Can’t walk; can cycle – York’s councillors see the benefits of opening up the city centre to cyclists


Travelling to and around York’s city centre should be simple for disabled residents who use cycles as mobility aids. Unfortunately, access restrictions and inadequate cycle infrastructure mean this is rarely the case. Senior councillors from three of York’s political parties saw these obstacles in person, when they joined York Cycle Campaign for a ride highlighting the difficulties disabled cyclists face in traversing and accessing our city centre.

Executive Member for Transport & Planning Cllr Peter Dew joins leader of York’s Labour group, Cllr Janet Looker, and York Cycle Campaign members for the start of the ride at Fishergate Bar

Councillors Peter Dew (Conservative; Executive Member for Transport & Planning), Janet Looker (leader of the Labour group) and Denise Craighill (Green councillor for Guildhall) all attended the event, along with two Campaign members who cycle with disabilities and use recumbent tricycles to do so. It began with a ride across York’s centre, followed by a chat over coffee at the Merchant Adventurers’ Hall to reflect on the experience. Cllr Dew and Cllr Looker each took to their bikes for the ride; Cllr Craighill joined everyone at the Merchant Adventurers’ Hall cafe.

Making use of the Advanced Stop Line while waiting for the lights on Piccadilly

The route started at Fishergate Bar with one simple mission: to reach the City Art Gallery on St Leonard’s Place via Bootham Bar, before doubling back to the Merchant Adventurers’ Hall. Before the group set off, the disabled cyclists were invited to give their thoughts on how they would reach various landmarks in York’s city centre such as Marks and Spencer (“impossible, unfortunately”) and the streets they would have to take, such as Stonebow (“a nightmare”).  Then it was off, first heading up George Street, before being forced by the one-way restrictions on Fossgate to join the busy Piccadilly via Dixon Lane.

The ride reaches the City Art Gallery

Finally the ride reached the City Art Gallery, where again everyone was asked to share their thoughts on how they had found the ride thus far.    Once finished, it immediately became clear that no one was sure if we could cycle through Bootham Bar.
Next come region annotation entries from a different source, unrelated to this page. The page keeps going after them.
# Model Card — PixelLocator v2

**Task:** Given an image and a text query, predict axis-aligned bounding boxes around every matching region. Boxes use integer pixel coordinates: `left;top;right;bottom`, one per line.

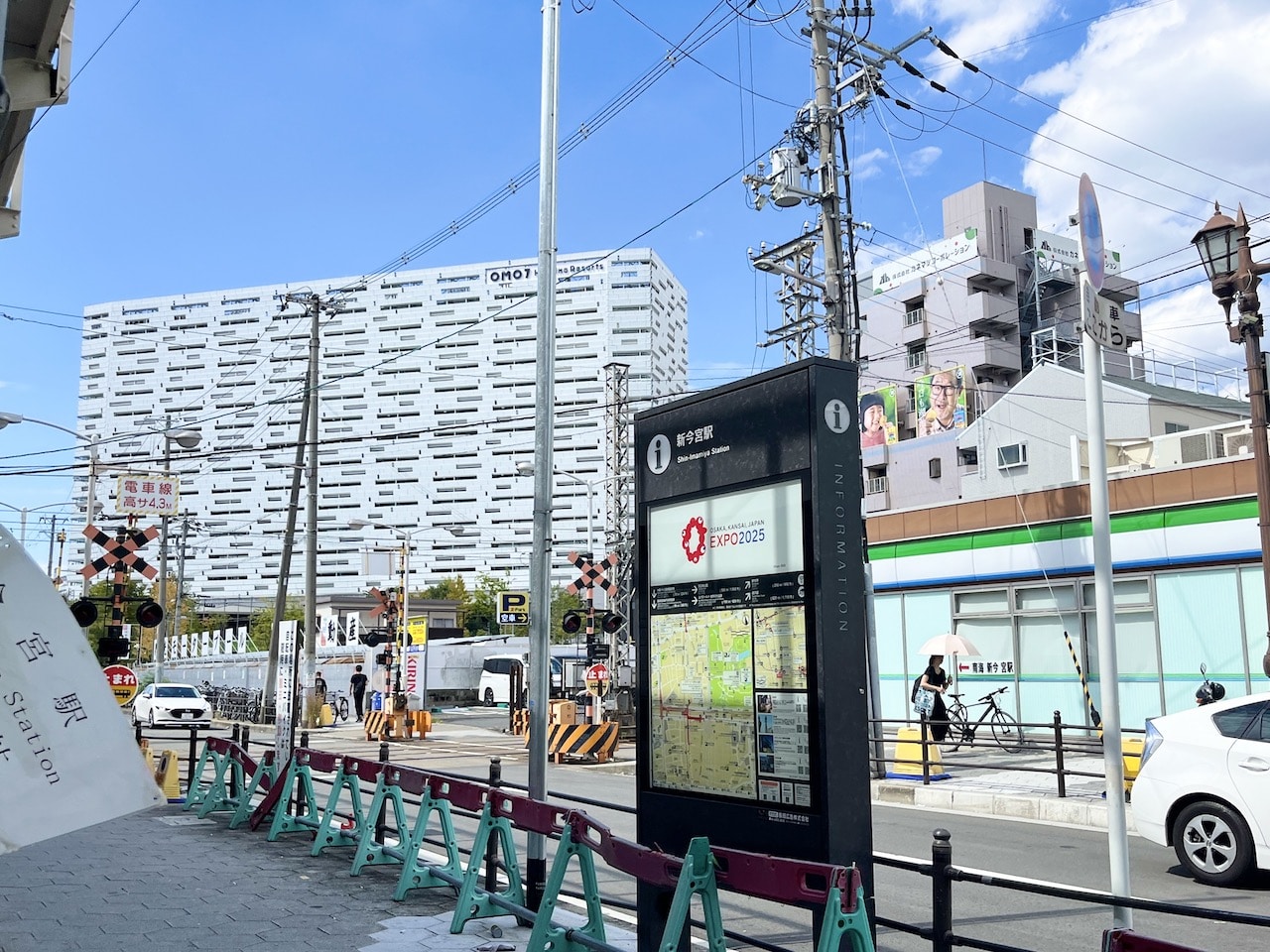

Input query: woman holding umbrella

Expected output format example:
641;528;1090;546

918;654;949;744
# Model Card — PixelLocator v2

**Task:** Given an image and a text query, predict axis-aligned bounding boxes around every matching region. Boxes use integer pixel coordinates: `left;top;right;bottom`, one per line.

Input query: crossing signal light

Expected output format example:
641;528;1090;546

71;598;96;629
137;599;163;629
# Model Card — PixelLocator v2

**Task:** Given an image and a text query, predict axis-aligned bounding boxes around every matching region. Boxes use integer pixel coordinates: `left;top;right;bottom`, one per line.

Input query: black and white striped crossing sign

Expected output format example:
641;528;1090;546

567;552;617;597
80;526;159;579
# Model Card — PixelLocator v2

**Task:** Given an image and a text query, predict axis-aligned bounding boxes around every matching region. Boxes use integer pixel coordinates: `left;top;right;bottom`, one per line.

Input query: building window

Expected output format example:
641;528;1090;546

997;443;1028;470
904;298;926;327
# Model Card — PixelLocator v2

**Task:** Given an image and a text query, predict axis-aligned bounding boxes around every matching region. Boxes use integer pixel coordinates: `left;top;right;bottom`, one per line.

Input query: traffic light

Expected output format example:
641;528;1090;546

137;598;163;629
71;598;96;629
358;629;389;648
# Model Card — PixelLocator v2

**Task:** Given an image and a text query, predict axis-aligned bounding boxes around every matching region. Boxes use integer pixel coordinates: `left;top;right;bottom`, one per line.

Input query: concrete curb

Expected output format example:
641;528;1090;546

872;780;1133;830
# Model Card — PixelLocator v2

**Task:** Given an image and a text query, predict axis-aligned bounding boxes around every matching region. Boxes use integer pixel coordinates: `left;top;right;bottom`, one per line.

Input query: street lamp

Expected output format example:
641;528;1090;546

0;413;96;598
153;414;203;681
1192;204;1270;678
348;520;476;711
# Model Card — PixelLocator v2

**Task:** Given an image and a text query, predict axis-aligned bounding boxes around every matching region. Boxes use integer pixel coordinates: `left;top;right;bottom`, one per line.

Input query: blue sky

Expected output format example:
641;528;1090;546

0;0;1270;561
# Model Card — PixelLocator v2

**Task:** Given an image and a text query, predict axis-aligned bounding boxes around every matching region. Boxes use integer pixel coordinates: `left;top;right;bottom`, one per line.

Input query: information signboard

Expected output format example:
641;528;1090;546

631;358;872;942
114;472;181;516
498;591;530;625
649;481;812;807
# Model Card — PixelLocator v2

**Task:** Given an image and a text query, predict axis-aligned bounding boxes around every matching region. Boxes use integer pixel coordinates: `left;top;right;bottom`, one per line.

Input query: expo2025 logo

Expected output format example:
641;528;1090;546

680;516;706;562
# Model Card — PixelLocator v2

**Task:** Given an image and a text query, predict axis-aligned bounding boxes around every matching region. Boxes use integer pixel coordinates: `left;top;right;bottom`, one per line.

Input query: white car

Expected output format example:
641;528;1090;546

132;683;212;727
1133;693;1270;886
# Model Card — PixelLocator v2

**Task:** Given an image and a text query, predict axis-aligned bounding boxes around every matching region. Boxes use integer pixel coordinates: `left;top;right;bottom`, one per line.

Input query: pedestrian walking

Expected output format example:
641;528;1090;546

348;665;366;720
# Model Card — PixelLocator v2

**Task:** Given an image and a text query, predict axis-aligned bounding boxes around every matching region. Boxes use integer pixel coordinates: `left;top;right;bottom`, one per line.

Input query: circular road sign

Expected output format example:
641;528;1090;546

1077;176;1107;292
585;662;613;697
101;663;137;707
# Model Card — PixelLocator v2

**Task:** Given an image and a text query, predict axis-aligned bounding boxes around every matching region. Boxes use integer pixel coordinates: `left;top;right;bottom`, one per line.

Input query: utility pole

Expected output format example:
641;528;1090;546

603;361;635;674
264;355;313;705
744;6;933;362
304;295;322;727
267;294;332;727
744;0;933;781
525;0;560;910
156;413;172;681
808;0;858;361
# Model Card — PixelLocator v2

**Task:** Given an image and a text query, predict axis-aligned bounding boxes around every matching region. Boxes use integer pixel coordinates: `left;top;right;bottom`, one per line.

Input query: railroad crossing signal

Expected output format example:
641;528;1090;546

71;526;163;660
80;526;159;579
567;552;617;598
358;589;398;648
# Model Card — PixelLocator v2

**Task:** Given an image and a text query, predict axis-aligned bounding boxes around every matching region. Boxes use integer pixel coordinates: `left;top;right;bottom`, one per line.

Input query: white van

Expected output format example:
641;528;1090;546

476;654;576;707
476;654;530;707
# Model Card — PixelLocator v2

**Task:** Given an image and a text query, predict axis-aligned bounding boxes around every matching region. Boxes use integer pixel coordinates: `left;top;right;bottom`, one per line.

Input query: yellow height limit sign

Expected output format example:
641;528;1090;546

101;663;137;707
498;591;530;625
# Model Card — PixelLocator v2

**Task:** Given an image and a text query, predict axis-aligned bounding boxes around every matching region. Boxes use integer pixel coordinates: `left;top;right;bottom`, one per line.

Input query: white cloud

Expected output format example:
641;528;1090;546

851;149;890;181
895;0;1058;71
1022;0;1270;378
904;146;944;177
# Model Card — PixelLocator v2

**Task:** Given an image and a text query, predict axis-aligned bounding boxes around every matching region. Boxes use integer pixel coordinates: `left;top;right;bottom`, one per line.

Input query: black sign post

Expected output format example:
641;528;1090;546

634;358;872;949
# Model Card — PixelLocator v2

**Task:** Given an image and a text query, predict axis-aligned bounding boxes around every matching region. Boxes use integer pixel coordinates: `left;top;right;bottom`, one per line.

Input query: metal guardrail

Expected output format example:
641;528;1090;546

869;711;1146;797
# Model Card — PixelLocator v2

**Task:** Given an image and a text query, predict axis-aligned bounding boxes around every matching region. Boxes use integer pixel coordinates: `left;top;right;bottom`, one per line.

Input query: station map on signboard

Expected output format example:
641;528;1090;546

649;609;756;797
754;606;807;690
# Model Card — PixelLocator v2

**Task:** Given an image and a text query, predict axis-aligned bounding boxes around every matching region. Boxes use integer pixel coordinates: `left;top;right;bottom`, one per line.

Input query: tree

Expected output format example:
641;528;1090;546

246;598;305;652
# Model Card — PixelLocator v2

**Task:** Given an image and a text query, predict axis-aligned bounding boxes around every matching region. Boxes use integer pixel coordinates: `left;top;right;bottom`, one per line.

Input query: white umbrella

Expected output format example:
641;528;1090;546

917;632;980;657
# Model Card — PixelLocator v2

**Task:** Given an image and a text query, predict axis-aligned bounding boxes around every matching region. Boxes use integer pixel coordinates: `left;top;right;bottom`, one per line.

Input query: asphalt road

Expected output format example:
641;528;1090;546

430;721;1270;952
141;708;1270;952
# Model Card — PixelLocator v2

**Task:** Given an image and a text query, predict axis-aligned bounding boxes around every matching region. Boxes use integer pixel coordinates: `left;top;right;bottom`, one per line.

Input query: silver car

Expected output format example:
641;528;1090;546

132;681;212;727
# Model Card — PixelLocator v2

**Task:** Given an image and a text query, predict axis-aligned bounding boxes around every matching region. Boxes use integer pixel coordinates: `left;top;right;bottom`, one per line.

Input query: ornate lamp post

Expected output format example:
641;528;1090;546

1192;204;1270;678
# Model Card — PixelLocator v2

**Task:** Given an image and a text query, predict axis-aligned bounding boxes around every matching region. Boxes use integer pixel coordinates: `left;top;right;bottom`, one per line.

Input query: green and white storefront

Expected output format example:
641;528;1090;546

869;498;1270;727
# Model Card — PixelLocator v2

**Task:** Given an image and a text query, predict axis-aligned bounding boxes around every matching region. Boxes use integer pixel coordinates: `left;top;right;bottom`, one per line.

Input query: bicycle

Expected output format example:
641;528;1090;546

326;690;348;724
948;685;1024;754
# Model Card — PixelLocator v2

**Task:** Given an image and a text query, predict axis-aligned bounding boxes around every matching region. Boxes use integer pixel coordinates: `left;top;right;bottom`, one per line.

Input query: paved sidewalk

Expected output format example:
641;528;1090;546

0;721;1131;952
300;713;1133;830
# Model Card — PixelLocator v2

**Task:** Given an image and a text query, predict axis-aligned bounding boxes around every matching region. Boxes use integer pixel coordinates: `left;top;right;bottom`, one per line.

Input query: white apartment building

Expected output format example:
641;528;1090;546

78;248;689;599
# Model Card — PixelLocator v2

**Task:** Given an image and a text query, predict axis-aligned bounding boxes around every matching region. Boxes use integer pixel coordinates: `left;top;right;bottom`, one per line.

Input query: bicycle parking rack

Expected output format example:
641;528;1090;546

187;738;874;952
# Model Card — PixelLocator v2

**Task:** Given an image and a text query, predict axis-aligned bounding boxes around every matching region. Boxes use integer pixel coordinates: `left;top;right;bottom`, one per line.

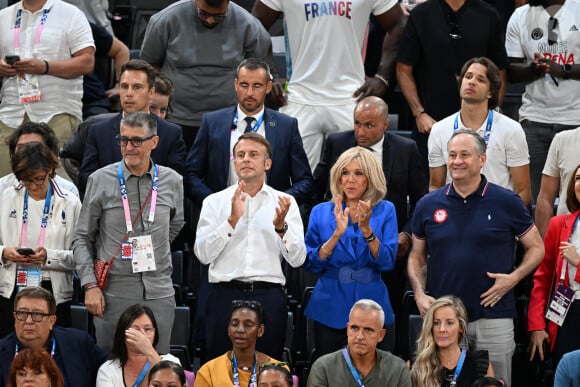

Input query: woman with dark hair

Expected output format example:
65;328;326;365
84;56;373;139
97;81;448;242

Cllr Dew was sure we could, because the sign only prohibited motor traffic, not cycle traffic, so we followed his lead (literally!) by first waiting in the ASL on St Leonard’s Place before turning right on the green light through Bootham Bar.

Did we just come the right way up St Saviourgate? The signs could certainly be a lot clearer.

After some confusion as to whether or not the signs on St Saviourgate meant we could use it, the group finally made it to the Merchant Adventurers Cafe. There, we were joined by Cllr Craighill,and the disabled cyclists were again asked to recount their experiences of cycling through York’s centre. One person expressed frustration at those able-bodied people who assume every cyclist can simply walk through pedestrian areas, and has the ability or strength to push their cycles, since this is very much not the case. Another disabled cyclist said they were most likely to detour a long way around town to get from one side to the other, as they found cycling through the centre near impossible. A further disabled cyclist said that cycling on a recumbent requiring doing so confidently to ensure you are seen, something that can be intimidating when one has to share the road with lots of buses in areas like Stonebow.

Cllr Denise Craighill joins YCC members and Cllr Peter Dew at the Merchant Adventurers’ Hall

We think it’s fair to say that the ride was an eye-opening and educational experience for all involved. We’re very grateful to all the disabled cyclists who were willing to come out and demonstrate the issues they face, and to Cllrs Peter Dew, Janet Looker and Denise Craighill for each giving up some of their time, listening to the concerns of our disabled members, and approaching this sadly overlooked issue with an open mind. We’re hopeful that this will lead to more inclusive transport decisions in York in the future.